Other upgrades have been blue braided S/Steel brake pipes, back and front. Fitted a S/Steel FAZER radiator gaurd

Front carbon fender extender and matching rear huger, upgraded the headlight bulbs to 100 watt hint of blue units, replaced the side light bulbs with bright LED hint of blue bulbs and added two 50mm 30 watt Cree LED projector spot lights (I want to be seen, I ride with all on in the daytime, plus a bright yellow Full Face Bucket).  I have mid blue pin stripped the wheels, matching blue bar end weights and front screen screws, standard screen has been replaced with a flip screen (Not really sure it made any real difference) all the engine case screws have been replaced with blue S/Steel allan screws and other odd bits like the oil filer cap has been replaced with a blue alloy filler cap.
I have the 12 mm front sprocket nut and washer kit waiting to go on.
I have the Nitron gas mono-shock on order, OUCH! £414-00, but have been informed by a number of riders its much better than the Hagon unit, watch this space.


Now to the front end, The Forks, now this in itself is a minefield, some say progressive springs , some say get springs that are matched to your weight, other say stick with the standard springs and drain and clean out the forks and just replace the oil with something like Silkolean Pro fork oil at about 10 -15 weight.
I am open to suggestions from guys who have a valid opinion, IE: Have done the job themselves.
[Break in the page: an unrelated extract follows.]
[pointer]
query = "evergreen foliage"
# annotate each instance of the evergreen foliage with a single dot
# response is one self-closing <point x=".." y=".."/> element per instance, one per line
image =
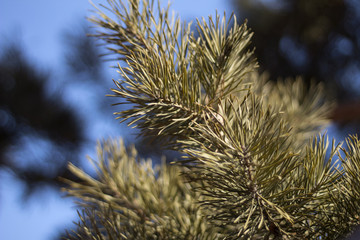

My riding style? I like to crack on a bit but definitely not a scratcher wanting to scuff knees, The old Fazer still motors on, I have had 140 out of her and I honestly believe she has another 5 mph in her.
Handling is OK at best that is why I want to do the suspension upgrades, the back end is up and down like a whores drawers, never thought I would be sea sick on a bike  :groan but the Nitron should sort that out.
So any opinions on the front end would be much appreciated.

Cheers guys its a great forum with a shed full of knowledge and experience.  :kiss
Tom (tommyardin)
 

30
Introduction / Front Sprocket
« on: 11 April 2016, 08:50:36 am »
Hello Gentlemen,
Can anyone tell me how the f--k do you get the front sprocket off my 02/03 fzs600. I purchased the new modified sprocket nut and washer from Yamaha and have tried a couple of times to undo the sprocket retaining nut, I think the Incredible Hulk fitted it originally. I am assuming it is a standard right hand thread. 32mm socket and a 500mm extension lever, I am frightened to apply any more force than I have thus far for fear of snapping something.
I have left it for now as I have rightly or wrongly reasoned that as its that tight it's not likely to cause a problem. I have read about all sorts of nasty things happening when problems occurred with the nut.
I am 12st 10lbs in weight and a retired bricky so I am not adversed to applying a little force, but have shivered at the thought of snapping or stripping a thread on the shaft. Am I just being a tart and should I go for it?


Advice welcome and I am aware that the ultimate decision rests with me.


Someone said put a gas torch on it but not going down that route as it seems to me to risky, firstly removing any hardening and tempering from the shaft itself and or screwing any oil seals in the vicinity.